Start within a Git clone of the project using the version control instructions.

Or, if you do not have SSH keys set up on git.drupalcode.org:

Comments

Driskell created an issue. See original summary.

driskell’s picture

Issue summary: View changes
driskell’s picture

Updated with new findings.

GaëlG made their first commit to this issue’s fork.

gaëlg’s picture

Status: Active » Needs review

I stumbled upon the same problem. Thank you for your time spent on this and the info sharing.

Yes, we cannot wrap only the sub-request, as you explained. But we can wrap only the main request (see my commit in the issue fork). It seems to fix the Drupal page cache problem.
Of course, the problem of doing that is that the sub-response won't actually be streamed. It seems acceptable to me because I guess sub-requests only happen on 403, 404,... What we want to stream are "real" pages.

gaëlg’s picture

My previous change introduced a bug: some placeholders where not handled, resulting in missing html elements in the page (Drupal messages in my case).
This was because we cannot assume that we can bypass HtmlResponseBigPipeSubscriber::onRespond() just as soon as it's a subrequest. HtmlResponseBigPipeSubscriber::onRespond() transforms the response into a BigPipeResponse if there are Big Pipe placeholders. If so, they need to be handled.
So a better solution is to avoid the creation of big pipe placeholders in case we are on a subrequest, which I did (https://git.drupalcode.org/project/big_pipe_sessionless/-/merge_requests...). Then no need to bypass HtmlResponseBigPipeSubscriber::onRespond().

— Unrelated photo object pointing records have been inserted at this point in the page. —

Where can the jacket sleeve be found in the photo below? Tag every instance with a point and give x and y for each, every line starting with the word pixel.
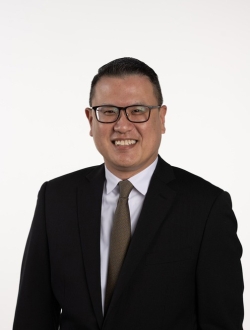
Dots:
pixel 219 277
pixel 37 308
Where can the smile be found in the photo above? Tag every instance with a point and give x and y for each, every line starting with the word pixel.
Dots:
pixel 124 142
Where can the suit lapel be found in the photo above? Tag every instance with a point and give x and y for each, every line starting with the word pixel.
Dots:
pixel 157 204
pixel 89 214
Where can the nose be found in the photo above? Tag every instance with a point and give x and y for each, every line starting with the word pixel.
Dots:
pixel 123 125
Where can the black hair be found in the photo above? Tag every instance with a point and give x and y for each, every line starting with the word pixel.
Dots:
pixel 127 66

It seems to work well (pages with subrequests are still cacheable and now Drupal messages appear).

But Drupal placeholders is such a complex system that now I'm wondering if there could be placeholders into placeholders, which might result in less streamed parts than before? I don't think so and it wouldn't be such a problem, so I stop thinking about it!

Wim Leers made their first commit to this issue’s fork.

wim leers’s picture

Title: Pages generated via sub request never get cached » Pages generated via subrequest never get cached
Status: Needs review » Needs work
Issue tags: +Needs tests

Thanks to both of you for your work on this issue, @Driskell & @GaëlG! 🙏

Without test coverage, I cannot commit this unfortunately 😅

The good news is that it should be relatively straightforward to add test coverage to the existing \Drupal\Tests\big_pipe_sessionless\Functional\BigPipeSessionlessTest::testBigPipeNoSession() method 😊 That happened most recently in #2997281: Pages are cached while the request policy was set to deny. Also, thanks to GitLab CI testing, the error output is much better and we can test on all supported core versions simultaneously! 🎉

In fact, you already have a good chunk of what you need right in the issue summary:

Generate a 404 and repeat, notice Surrogate-Control always present and never get a X-Drupal-Cache HIT

I merged in upstream changes so that this MR will now also run the tests on GitLab CI 👍